Default Channel Grouping: This was added in 2021. Attempting to pull data using that dimension as part of the request will only return data from 2021 onwards, even if data for other dimensions exists prior to 2021.

Product Category: This was causing all ecommerce reports to return nothing. I believe there was some… weirdness… when Enhanced Ecommerce was introduced to GA3, causing conflicts between the old and new Product Category dimensions. It’s a bummer but not essential.

URLs with Query Strings/Parameters: I’ve removed URLs with query strings/parameters from the page reports. For most users, this data would be junk or contribute little, and I kept hitting cell limits without the filter. To display them, remove ga:pagePath!@? from the filters row in the report configuration tab.

Wrapping up

June 30 marks the end of an era. GA3 was an amazing tool that I really treasured.
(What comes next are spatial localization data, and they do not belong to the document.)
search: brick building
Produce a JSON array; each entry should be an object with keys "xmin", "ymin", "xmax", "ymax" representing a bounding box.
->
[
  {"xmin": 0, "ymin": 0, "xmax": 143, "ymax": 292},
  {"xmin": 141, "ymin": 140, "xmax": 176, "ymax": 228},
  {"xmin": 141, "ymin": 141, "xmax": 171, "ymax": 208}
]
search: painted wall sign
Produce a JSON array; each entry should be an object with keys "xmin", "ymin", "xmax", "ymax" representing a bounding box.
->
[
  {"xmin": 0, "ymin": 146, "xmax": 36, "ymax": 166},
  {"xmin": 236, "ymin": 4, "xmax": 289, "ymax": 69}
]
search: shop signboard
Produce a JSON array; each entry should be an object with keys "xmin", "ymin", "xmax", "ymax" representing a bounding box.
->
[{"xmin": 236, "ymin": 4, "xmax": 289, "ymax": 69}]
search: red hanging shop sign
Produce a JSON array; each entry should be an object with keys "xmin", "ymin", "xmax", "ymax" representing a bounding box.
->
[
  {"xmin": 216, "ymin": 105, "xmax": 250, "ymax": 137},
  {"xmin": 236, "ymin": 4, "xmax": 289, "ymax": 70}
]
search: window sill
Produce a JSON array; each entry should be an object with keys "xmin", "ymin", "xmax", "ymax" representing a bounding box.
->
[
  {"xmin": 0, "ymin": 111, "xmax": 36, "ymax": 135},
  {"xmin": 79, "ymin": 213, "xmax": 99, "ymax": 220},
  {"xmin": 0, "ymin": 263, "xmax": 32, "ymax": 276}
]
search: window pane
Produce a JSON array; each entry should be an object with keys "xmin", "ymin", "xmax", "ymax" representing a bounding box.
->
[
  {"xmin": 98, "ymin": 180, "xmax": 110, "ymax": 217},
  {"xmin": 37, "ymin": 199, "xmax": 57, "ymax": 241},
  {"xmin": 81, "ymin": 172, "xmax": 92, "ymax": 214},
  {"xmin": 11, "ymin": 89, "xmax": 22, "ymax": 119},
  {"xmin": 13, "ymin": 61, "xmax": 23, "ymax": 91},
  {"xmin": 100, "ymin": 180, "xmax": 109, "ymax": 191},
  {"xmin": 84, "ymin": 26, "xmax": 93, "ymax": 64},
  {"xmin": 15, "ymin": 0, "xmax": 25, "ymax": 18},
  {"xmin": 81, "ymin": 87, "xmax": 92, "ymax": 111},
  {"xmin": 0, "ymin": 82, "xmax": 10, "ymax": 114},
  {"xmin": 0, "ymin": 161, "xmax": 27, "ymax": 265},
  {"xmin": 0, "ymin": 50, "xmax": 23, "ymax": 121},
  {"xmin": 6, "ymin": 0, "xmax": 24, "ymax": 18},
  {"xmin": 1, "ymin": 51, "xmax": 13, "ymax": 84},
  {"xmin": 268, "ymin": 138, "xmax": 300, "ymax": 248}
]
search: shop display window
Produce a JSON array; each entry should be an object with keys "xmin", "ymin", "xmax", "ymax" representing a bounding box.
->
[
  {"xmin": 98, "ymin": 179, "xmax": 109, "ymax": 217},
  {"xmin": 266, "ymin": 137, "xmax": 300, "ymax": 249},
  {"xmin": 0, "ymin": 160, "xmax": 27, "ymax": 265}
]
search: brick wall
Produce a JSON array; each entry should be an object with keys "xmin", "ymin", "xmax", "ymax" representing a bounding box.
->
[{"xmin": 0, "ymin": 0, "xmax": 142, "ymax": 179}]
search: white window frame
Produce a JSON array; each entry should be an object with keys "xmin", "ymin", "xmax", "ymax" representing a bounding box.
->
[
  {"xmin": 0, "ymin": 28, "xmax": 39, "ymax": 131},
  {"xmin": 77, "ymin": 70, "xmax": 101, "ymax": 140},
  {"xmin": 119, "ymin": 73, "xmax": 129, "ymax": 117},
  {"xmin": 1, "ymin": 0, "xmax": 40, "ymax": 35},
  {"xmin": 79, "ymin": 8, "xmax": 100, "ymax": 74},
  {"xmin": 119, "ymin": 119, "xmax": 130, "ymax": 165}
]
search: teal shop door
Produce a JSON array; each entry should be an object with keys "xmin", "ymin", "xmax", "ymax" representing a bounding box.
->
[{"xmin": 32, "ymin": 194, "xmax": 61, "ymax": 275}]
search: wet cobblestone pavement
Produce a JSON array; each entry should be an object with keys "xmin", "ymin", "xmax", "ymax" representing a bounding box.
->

I still don’t think GA4 is an adequate replacement, but it is getting better.

Sadly, we’re going to lose the ability for the deep segmentation analysis that GA3 enabled—we just can’t pull the data out of GA3 in a format that would allow for that (unless you pulled every segment individually you wanted to store now). However, archiving some of the data is better than losing it all.

Good luck, and I hope this guide is helpful for you!

If this gets enough momentum, I’ll look at creating some Looker Studio data visualisations on top of it or a guide to pulling all the data into BigQuery to make it more malleable. For now, extracting the data is the priority.